As medidas de distanciamento social aplicadas em Minas Gerais têm conseguido atrasar a propagação do coronavírus e evitar a sobrecarga da rede de saúde no estado. É o que avalia a Secretaria de Estado de Saúde (SES-MG), que apresentou, nessa quinta-feira (16), nova projeção para a curva epidemiológica de casos da Covid-19. Em coletiva à imprensa, o responsável pela pasta, Carlos Eduardo Amaral, explicou que as estimativas da semana passada apontavam uma demanda de cerca de 5.500 pessoas acometidas durante o pico da epidemia, o que foi reduzido para cerca de 4.200, segundo o estudo atual.
“Já distanciamos o pico para o dia 27 de maio. O cidadão tem respeitado o distanciamento e se isolado. Isso trará benefício para toda a sociedade”, disse Amaral. A ocupação de leitos, em geral, por pacientes suspeitos para Covid-19, está em torno de 4%, no momento.
Planos e ações
Na oportunidade, o secretário de Estado de Saúde também anunciou a inclusão do laboratório do Núcleo de Ações e Pesquisa em Apoio Diagnóstico (Nupad), da Faculdade de Medicina da UFMG, à Rede de Laboratórios Públicos que farão testes para detectar a doença.

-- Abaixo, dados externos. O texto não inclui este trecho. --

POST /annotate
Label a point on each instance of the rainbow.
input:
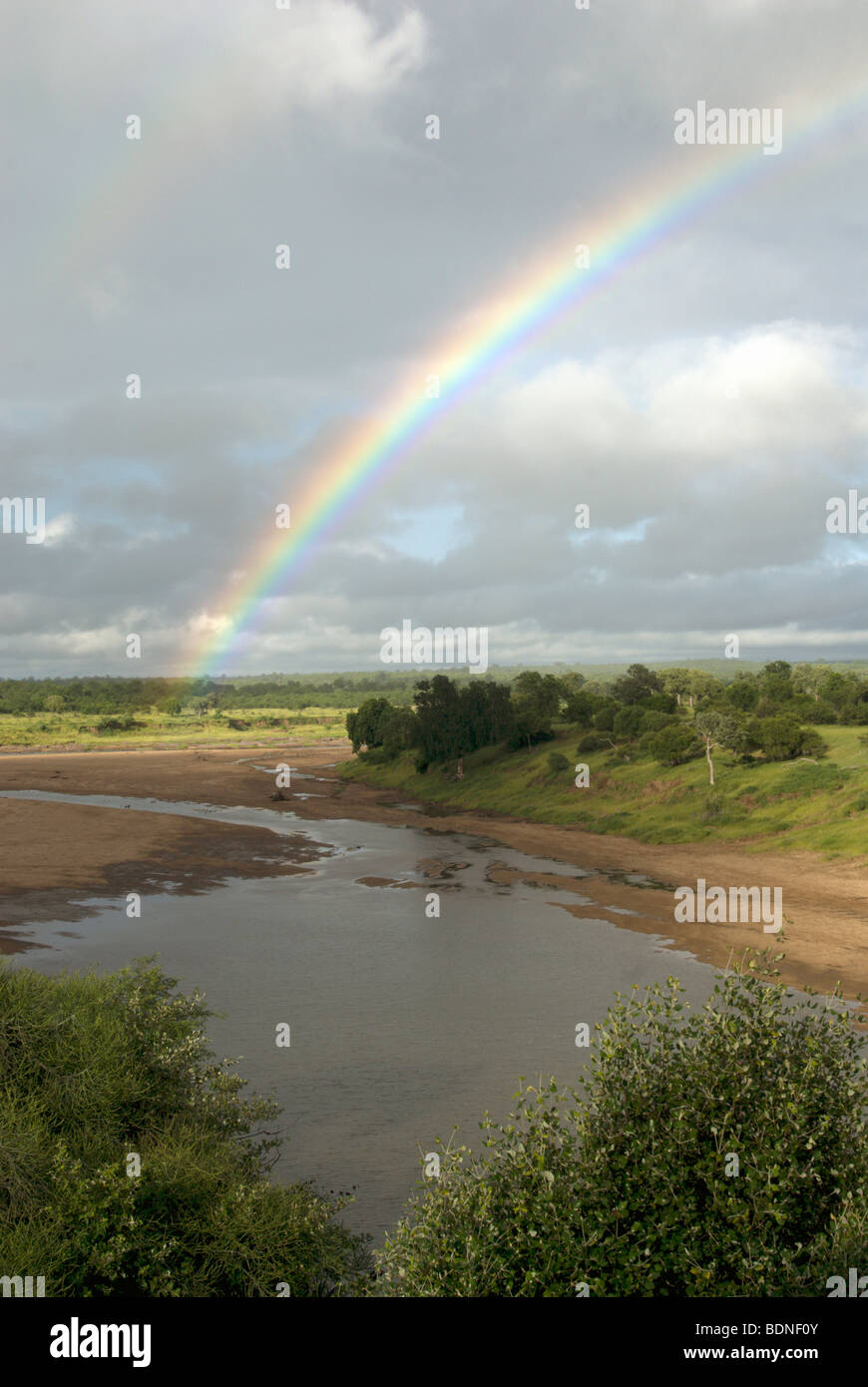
(556, 283)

Amaral ainda apontou que, neste momento, a SES-MG está finalizando a elaboração dos Planos Macrorregionais de Contingência para a Covid-19.

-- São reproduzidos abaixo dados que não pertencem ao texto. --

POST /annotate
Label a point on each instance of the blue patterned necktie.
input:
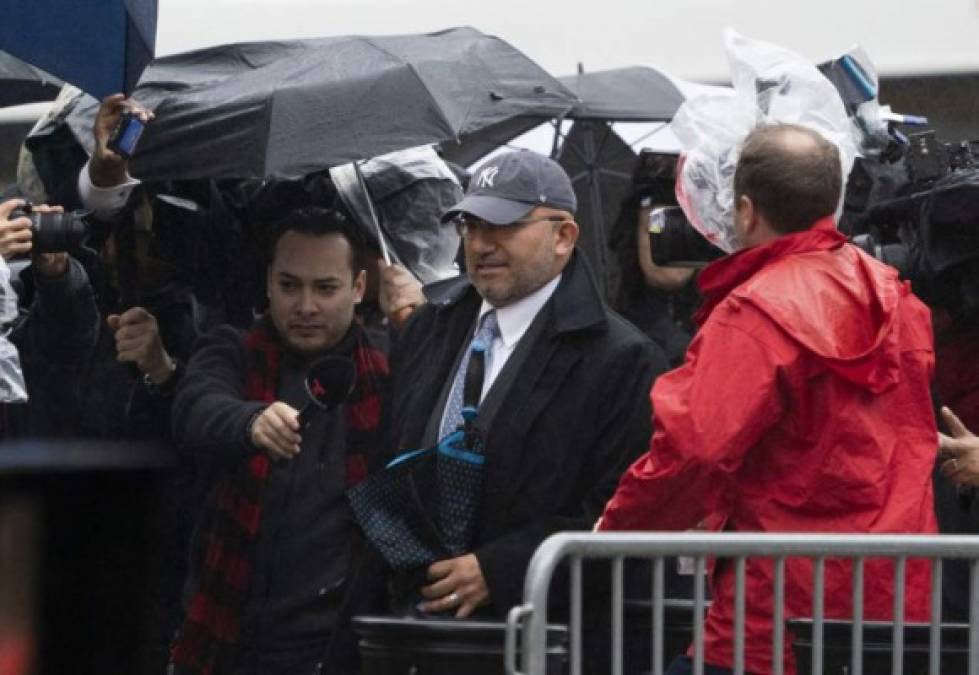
(488, 330)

“Nesses planos teremos definidos quais hospitais vão atender apenas pacientes de Covid-19 e quais serão aqueles que vão atender as outras necessidades de saúde. Isso é importante, por exemplo, pois se a pessoa precisou ir ao hospital por outro motivo, ela não estará submetida a risco adicional para contrair a doença. Além disso, teremos protocolos sobre coleta de exames e outras especificidades no manejo clínico”, esclareceu.
Também foram abordadas outras ações do Governo do Estado para articulação e organização de esforços para enfrentamento da epidemia. “Criamos os comitês de crise, que são integrados pelas Secretarias Municipais de Saúde, e o Comitê Estadual da Covid-19, que reúne os secretários de Estado, para que tenhamos convergência institucional para essa situação de emergência”.

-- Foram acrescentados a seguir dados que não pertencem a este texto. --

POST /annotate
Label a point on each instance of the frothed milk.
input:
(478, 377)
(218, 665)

Carlos Eduardo Amaral ainda adicionou que a SES-MG, desde janeiro, tem mapeado os leitos existentes na rede estadual, e que o Plano Estadual de Contingência já se encontra na segunda atualização.
Equipamentos
Outro medida do Estado lembrada pelo secretário é o de ampliar a oferta de ventiladores pulmonares e equipamentos de proteção individual, além do recrutamento de pessoal para fortalecer a equipe de profissionais de saúde da Fundação Hospitalar do Estado de Minas Gerais (Fhemig).
“Em relação aos leitos, nós temos o entendimento de que, neste momento, devemos fortalecer as estruturas já existentes, tanto nos chamados leitos clínicos, que recebem pacientes que precisaram procurar por serviço hospitalar, mas que não estão com quadro tão grave, bem como a terapia intensiva, para os pacientes com as condições de maior risco. Isso não afasta a possibilidade de o município tomar suas medidas, ou fazer hospitais de campanha, por exemplo, dentro da autonomia que eles possuem”, disse Amaral.